Role of Perturbations of Epigenetic Processes in Cardiac Hypertrophy and Fibrotic Scarring.

Introduction: Cardiac hypertrophy and fibrotic scarring are fundamental contributors to the progression of heart failure and are associated with poor clinical outcomes. Recent advancements in cardiovascular research have emphasized the central role of epigenetic mechanisms, including DNA methylation, histone modifications, chromatin remodeling, and non-coding RNAs, in regulating the gene expression changes underlying these pathological processes.

Method: A comprehensive literature review was conducted using databases, including PubMed, Scopus, and Web of Science. Predefined keywords and inclusion/exclusion criteria were applied to select relevant studies focusing on epigenetic regulation in cardiac hypertrophy and fibrosis. Particular attention was given to studies involving DNA methyltransferases, TET enzymes, histone deacetylases, demethylases, chromatin remodeling complexes, and non-coding RNAs. Methodological transparency was ensured through a structured screening and data extraction process.

Results: The review highlights the dynamic regulation of cardiac gene expression by epigenetic factors. DNA methylation and demethylation influence fibroblast activation and extracellular matrix deposition. Histone-modifying enzymes reshape chromatin architecture, altering transcriptional accessibility. Chromatin remodeling complexes regulate nucleosome positioning during stress responses. Emerging insights into epigenetic memory and transgenerational epigenetic inheritance further reveal the heritable nature of disease susceptibility.

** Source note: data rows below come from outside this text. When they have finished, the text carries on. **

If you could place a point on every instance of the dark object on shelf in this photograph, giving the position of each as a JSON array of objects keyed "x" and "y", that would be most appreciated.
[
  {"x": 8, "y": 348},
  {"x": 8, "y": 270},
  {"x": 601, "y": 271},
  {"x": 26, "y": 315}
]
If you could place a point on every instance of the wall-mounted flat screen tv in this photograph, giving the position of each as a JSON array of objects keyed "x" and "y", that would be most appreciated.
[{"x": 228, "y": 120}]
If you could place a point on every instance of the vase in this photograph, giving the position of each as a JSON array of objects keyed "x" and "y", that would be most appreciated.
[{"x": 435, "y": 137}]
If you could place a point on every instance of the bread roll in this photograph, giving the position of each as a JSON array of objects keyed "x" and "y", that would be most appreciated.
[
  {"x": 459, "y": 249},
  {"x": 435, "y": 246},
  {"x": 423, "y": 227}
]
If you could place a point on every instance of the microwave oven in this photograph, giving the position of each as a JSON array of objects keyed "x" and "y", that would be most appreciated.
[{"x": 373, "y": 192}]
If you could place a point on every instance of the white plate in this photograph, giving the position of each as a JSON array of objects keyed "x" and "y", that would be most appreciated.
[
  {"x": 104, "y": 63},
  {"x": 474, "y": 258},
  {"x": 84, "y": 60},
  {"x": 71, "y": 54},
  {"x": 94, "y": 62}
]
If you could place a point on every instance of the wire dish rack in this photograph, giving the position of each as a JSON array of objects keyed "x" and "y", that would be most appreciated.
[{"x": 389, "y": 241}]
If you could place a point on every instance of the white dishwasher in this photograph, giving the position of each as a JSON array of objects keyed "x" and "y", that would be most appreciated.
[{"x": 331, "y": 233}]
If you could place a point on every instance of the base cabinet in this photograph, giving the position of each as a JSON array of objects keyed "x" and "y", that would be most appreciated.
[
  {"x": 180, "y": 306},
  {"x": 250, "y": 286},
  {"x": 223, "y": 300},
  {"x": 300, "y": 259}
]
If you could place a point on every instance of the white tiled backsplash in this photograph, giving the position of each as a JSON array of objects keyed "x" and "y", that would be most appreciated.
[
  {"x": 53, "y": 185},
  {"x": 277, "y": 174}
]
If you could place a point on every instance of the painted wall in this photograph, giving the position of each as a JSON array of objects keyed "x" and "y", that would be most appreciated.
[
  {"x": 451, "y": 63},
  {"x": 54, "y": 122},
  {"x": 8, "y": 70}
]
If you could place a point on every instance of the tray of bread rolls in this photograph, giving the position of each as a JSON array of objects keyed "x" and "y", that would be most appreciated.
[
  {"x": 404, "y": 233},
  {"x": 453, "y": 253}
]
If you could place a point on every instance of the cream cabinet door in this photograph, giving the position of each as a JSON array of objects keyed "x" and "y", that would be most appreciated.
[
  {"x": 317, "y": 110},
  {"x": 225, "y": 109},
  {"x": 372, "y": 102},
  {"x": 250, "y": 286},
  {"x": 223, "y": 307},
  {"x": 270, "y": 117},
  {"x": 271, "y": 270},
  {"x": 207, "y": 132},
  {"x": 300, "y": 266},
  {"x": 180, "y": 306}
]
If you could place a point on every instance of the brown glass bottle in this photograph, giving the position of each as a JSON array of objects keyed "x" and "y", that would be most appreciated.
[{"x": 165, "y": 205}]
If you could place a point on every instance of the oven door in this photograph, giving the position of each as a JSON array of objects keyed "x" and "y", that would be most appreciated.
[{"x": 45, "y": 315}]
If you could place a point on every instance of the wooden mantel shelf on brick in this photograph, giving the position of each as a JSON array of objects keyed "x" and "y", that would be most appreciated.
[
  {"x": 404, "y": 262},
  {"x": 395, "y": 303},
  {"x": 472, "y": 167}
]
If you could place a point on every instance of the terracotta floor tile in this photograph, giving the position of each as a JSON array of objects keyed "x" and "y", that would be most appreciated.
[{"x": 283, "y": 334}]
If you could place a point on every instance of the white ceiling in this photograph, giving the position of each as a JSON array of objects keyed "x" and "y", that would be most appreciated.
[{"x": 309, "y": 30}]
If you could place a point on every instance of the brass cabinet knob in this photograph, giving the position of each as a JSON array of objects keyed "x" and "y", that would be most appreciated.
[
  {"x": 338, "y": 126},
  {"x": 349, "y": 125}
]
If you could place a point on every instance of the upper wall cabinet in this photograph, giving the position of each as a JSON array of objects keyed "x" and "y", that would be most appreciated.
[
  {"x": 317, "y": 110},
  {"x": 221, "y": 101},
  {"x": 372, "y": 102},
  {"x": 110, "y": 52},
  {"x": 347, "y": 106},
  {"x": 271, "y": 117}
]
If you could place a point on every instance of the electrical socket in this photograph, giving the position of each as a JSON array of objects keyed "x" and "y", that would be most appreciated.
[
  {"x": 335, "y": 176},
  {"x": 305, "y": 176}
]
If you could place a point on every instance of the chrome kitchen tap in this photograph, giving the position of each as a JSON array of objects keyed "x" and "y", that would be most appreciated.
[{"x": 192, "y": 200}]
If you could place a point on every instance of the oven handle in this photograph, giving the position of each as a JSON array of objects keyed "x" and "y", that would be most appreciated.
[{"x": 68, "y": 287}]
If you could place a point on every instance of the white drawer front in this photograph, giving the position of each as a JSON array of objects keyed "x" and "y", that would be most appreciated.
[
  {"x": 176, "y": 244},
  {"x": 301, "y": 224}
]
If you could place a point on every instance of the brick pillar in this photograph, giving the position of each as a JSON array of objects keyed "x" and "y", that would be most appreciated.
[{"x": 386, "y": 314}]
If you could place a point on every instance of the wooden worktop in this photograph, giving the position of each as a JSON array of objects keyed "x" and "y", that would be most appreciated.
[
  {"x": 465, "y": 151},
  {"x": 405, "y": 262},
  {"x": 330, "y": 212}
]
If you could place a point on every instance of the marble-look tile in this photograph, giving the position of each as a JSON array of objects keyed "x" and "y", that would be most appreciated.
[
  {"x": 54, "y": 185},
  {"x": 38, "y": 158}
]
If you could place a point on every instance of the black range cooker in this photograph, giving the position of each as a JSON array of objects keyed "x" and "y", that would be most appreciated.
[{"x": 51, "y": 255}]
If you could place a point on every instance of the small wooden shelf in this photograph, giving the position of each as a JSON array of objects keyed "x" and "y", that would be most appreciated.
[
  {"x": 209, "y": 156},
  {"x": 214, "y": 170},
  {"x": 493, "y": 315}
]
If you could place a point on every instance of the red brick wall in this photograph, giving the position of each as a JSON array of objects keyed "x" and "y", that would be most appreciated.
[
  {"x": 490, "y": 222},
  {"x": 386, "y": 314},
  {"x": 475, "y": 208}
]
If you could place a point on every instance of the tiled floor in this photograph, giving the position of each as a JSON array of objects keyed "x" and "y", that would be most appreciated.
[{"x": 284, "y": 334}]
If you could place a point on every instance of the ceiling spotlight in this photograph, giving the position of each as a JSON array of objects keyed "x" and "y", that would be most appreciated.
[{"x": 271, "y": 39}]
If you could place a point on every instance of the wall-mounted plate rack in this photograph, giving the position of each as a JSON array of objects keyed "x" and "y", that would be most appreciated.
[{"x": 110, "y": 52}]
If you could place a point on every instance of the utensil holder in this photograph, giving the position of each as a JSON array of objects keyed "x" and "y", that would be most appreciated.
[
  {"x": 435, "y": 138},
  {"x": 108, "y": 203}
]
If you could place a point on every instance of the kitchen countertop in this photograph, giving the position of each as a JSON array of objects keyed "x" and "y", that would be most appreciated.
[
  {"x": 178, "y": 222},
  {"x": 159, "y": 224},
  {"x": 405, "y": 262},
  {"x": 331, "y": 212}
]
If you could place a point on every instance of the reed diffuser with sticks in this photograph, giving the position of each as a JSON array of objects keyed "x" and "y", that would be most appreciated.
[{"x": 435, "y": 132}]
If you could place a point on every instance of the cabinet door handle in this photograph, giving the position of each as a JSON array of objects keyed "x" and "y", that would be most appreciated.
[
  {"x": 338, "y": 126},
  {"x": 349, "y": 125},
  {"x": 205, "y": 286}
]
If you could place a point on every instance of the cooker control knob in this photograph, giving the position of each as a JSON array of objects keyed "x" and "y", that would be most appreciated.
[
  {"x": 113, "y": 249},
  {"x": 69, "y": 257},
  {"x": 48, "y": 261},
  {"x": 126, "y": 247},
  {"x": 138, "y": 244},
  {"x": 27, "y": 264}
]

Discussion: These epigenetic perturbations collectively orchestrate the maladaptive gene expression patterns seen in cardiac hypertrophy and fibrosis. Understanding their roles provides a mechanistic basis for identifying biomarkers and therapeutic targets. The review also discusses recent omics-based technologies that aid in the characterization of epigenetic alterations, thereby expanding diagnostic and therapeutic horizons.

Conclusion: Epigenetic mechanisms are pivotal in the development and progression of cardiac hypertrophy and fibrosis. Advances in epigenomic profiling are facilitating the development of precise and targeted interventions. This review underscores the potential of epigenetic therapies and calls for intensified research efforts to translate these findings into clinical applications.